It may seem indelicate but isn’t it at least highly questionable that his Alzheimer’s waited until after he left the WH and then hit him almost within days of leaving?

But then there were his amazing words of testimony in 1990: It’s almost as if I was never President at all. 

And that’s an interesting point. During Iran-Contra Reagan survived where Nixon fell during Watergate. Reagan’s strategy was in a nutshell ‘I don’t recall.’ Don’t recall is certainly better than a categorical yes or no if you’re client has some things s/he can’t admit.

Technically if you say you don’t recall and you do recall that’s still a lie-and still perjury if done in front of Congress, or a special prosecutor, or any court of law. But to convict you of lying they have to prove you do recall. And how exactly do you prove that?

And there’s the rub. One theory could be that Reagan was losing it and his Alzheimer’s hit prior to his leaving office.

Another could note that his extreme forgetfulness certainly was very helpful in beating the rap on Iran-Contra. As painful as that scene where he says it’s almost like he was never President at all, it actually served his purpose as it got him off the hook on Iran-Contra.

As for the Trump team, clearly the model is Iran-Contra and not Watergate. To be sure, Reagan acted more or less the opposite of Trump in his own investigation. He spoke in effusive terms of ‘welcoming the investigation to get at the truth of what happened.’
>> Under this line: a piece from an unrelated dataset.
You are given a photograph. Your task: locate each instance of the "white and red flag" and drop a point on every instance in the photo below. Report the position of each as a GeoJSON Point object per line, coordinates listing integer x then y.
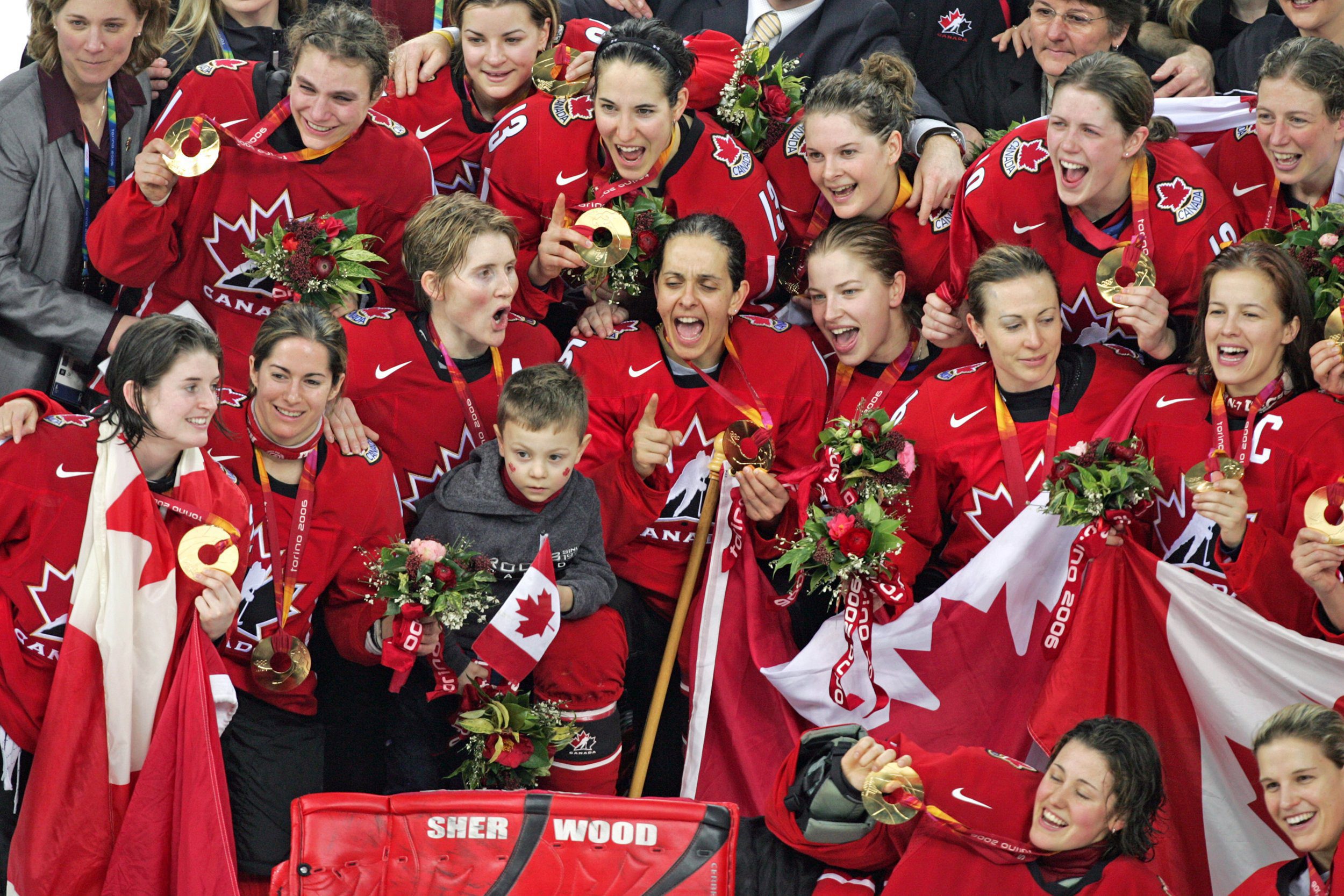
{"type": "Point", "coordinates": [526, 623]}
Nixon did speak of ‘welcoming this examination’ but he also went after the FBI, the State Department, the DOJ to weed out those disloyal to him-just like Trump today.

Reagan never took any shots at the special prosecutor or talked about Iran-Contra as fake news. And he outlasted it one way or the other.

The Nixon model on the other hand was about obstructing the investigation by hook or by crook-just like Trump is doing today.

UPDATE: Of course, Reagan’s VP, Bush Sr, was helped greatly by Coverup AG Bill Barr-the very same coverup artist who has done so much already to try to protect this illegitimate ‘President’ from the truth coming out.